In the period January 3-March 23, German cinemas have been experiencing an unexpected, but welcome, revival in popularity after the disappointing results of last year. They posted takings of $345.5m (EUR218.7m) and admissions of 35.4 million - a vast improvement on 2007's weak first three months which saw only 27.4 million admissions and takings of $262.2m (EUR166m).

Performance so far this year is also more than 20% above the same period in 2005 and 2006 ($284.8m and $286.9m respectively). Moreover, there was only one weekend in these first three months where fewer than 2 million tickets were sold, and seven releases have so far scored more than 1 million admissions each - whereas only two managed this in the same period last year.

The first quarter's top release is Til Schweiger's Keinohrhasen, which was co-produced and distributed by Warner Bros and has generated $46.3m (EUR29.3m) from 4.38 million admissions since the beginning of January. The romantic comedy, which was released December 20, stars Schweiger, Nora Tschirner and Matthias Schweighofer and has a cumulative total of $58.8m (EUR37.2m) and 5.7 million admissions.

German-UK documentary Earth comes second and has become the most successful release in the history of distributor Universum Film, with $26.4m (EUR16.7m) and 2.7 million admissions.

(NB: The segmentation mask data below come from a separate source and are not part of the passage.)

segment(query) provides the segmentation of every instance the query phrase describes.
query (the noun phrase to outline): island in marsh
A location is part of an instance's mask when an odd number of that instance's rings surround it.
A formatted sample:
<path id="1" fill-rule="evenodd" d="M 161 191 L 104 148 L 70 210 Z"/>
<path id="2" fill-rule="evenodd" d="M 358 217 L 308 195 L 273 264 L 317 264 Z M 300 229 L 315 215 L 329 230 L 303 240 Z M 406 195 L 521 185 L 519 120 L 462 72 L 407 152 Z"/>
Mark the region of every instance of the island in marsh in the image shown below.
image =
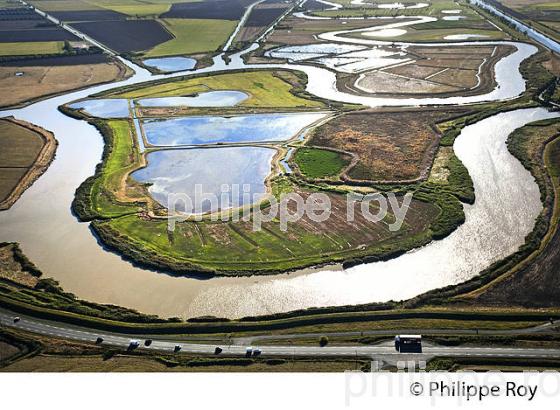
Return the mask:
<path id="1" fill-rule="evenodd" d="M 47 170 L 56 147 L 51 132 L 14 118 L 0 119 L 0 210 L 9 209 Z"/>
<path id="2" fill-rule="evenodd" d="M 103 163 L 78 189 L 74 211 L 81 220 L 91 221 L 108 248 L 141 265 L 183 275 L 273 274 L 386 259 L 442 238 L 463 222 L 461 201 L 473 199 L 466 170 L 453 155 L 447 155 L 438 167 L 447 171 L 446 177 L 436 183 L 428 177 L 444 129 L 438 124 L 471 110 L 456 108 L 440 114 L 429 109 L 363 111 L 360 106 L 312 98 L 304 91 L 306 81 L 305 74 L 297 71 L 239 70 L 131 85 L 62 107 L 69 115 L 96 125 L 106 141 Z M 229 107 L 170 105 L 178 98 L 184 101 L 192 95 L 223 91 L 243 93 L 246 98 Z M 160 106 L 142 106 L 147 98 Z M 94 109 L 99 105 L 102 113 Z M 117 109 L 121 106 L 122 110 Z M 264 117 L 282 132 L 274 132 L 274 138 L 266 132 L 246 138 L 252 124 Z M 407 122 L 412 117 L 419 120 Z M 372 121 L 376 127 L 368 131 Z M 193 123 L 204 127 L 193 127 Z M 386 136 L 396 123 L 401 124 L 402 135 L 390 140 Z M 229 124 L 227 133 L 224 124 Z M 358 125 L 363 129 L 350 136 L 354 142 L 334 138 L 344 134 L 347 126 Z M 158 139 L 162 130 L 165 141 Z M 423 138 L 411 141 L 408 136 L 419 131 Z M 333 135 L 328 143 L 321 138 L 325 132 Z M 358 149 L 374 143 L 384 151 Z M 345 176 L 347 169 L 374 167 L 384 161 L 386 152 L 393 153 L 388 160 L 393 166 L 401 166 L 399 152 L 411 145 L 417 153 L 407 174 L 387 172 L 378 177 L 365 176 L 364 171 L 355 180 Z M 204 156 L 197 154 L 202 152 Z M 288 152 L 294 153 L 291 159 Z M 328 169 L 325 160 L 331 165 Z M 286 162 L 294 172 L 284 168 Z M 290 224 L 287 232 L 280 229 L 278 220 L 254 231 L 251 221 L 212 220 L 213 214 L 230 212 L 213 208 L 206 210 L 202 220 L 191 218 L 168 231 L 167 194 L 192 192 L 194 183 L 212 189 L 205 192 L 214 192 L 222 184 L 249 184 L 251 192 L 266 191 L 277 198 L 296 193 L 307 199 L 321 192 L 329 197 L 332 213 L 322 223 L 304 217 Z M 390 230 L 396 218 L 391 212 L 382 223 L 371 223 L 361 215 L 348 221 L 346 194 L 350 191 L 396 192 L 399 203 L 405 193 L 413 192 L 402 229 Z M 269 204 L 253 205 L 266 209 Z M 371 206 L 375 212 L 375 205 Z"/>

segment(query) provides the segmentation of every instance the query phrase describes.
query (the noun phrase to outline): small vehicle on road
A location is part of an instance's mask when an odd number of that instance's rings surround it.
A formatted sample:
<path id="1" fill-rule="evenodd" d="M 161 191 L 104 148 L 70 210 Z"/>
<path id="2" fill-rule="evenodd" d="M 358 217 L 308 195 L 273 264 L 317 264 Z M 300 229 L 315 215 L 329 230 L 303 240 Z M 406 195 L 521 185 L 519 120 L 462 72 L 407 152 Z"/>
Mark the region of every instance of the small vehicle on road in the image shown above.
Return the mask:
<path id="1" fill-rule="evenodd" d="M 181 349 L 182 349 L 181 345 L 175 345 L 175 348 L 173 349 L 173 351 L 175 353 L 177 353 L 177 352 L 181 351 Z"/>
<path id="2" fill-rule="evenodd" d="M 216 346 L 216 348 L 214 349 L 214 354 L 220 354 L 222 353 L 222 348 L 220 346 Z"/>
<path id="3" fill-rule="evenodd" d="M 261 355 L 261 349 L 254 348 L 253 349 L 253 356 L 260 356 L 260 355 Z"/>
<path id="4" fill-rule="evenodd" d="M 251 346 L 245 349 L 245 357 L 251 357 L 253 355 L 253 348 Z"/>
<path id="5" fill-rule="evenodd" d="M 395 336 L 395 350 L 400 353 L 422 353 L 421 335 Z"/>
<path id="6" fill-rule="evenodd" d="M 138 340 L 131 340 L 128 344 L 128 350 L 134 350 L 140 347 L 140 342 Z"/>
<path id="7" fill-rule="evenodd" d="M 152 344 L 152 339 L 144 340 L 144 346 L 150 346 Z"/>
<path id="8" fill-rule="evenodd" d="M 21 318 L 19 316 L 14 317 L 14 323 L 17 323 L 21 320 Z"/>
<path id="9" fill-rule="evenodd" d="M 103 343 L 103 338 L 102 337 L 98 337 L 97 339 L 95 339 L 95 344 L 96 345 L 100 345 L 101 343 Z"/>

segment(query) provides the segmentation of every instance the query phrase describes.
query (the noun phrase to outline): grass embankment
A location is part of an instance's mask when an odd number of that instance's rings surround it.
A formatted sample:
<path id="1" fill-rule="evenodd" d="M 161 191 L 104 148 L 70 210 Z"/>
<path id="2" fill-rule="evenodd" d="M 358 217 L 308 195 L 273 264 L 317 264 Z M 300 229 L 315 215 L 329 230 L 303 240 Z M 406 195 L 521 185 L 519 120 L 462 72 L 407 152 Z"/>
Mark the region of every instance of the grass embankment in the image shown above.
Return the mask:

Earth is also now Germany's most successful nature documentary, beating March Of The Penguins which posted 1.46 million admissions for Kinowelt in 2005-06. In addition, the German release of Earth has topped the film's performance in such territories as France and Japan.

At the same time, the top US film during this quarter - in third position - is I Am Legend with $25.4m (EUR16.1m) and 2.4 million admissions.

Warner Bros is unsurprisingly the market leader for the first three months, with a massive 30% share thanks to Keinohrhasen and I Am Legend as well as Roland Emmerich's 10,000 BC and Rob Reiner's The Bucket List, followed some way back by Walt Disney and Twentieth Century Fox.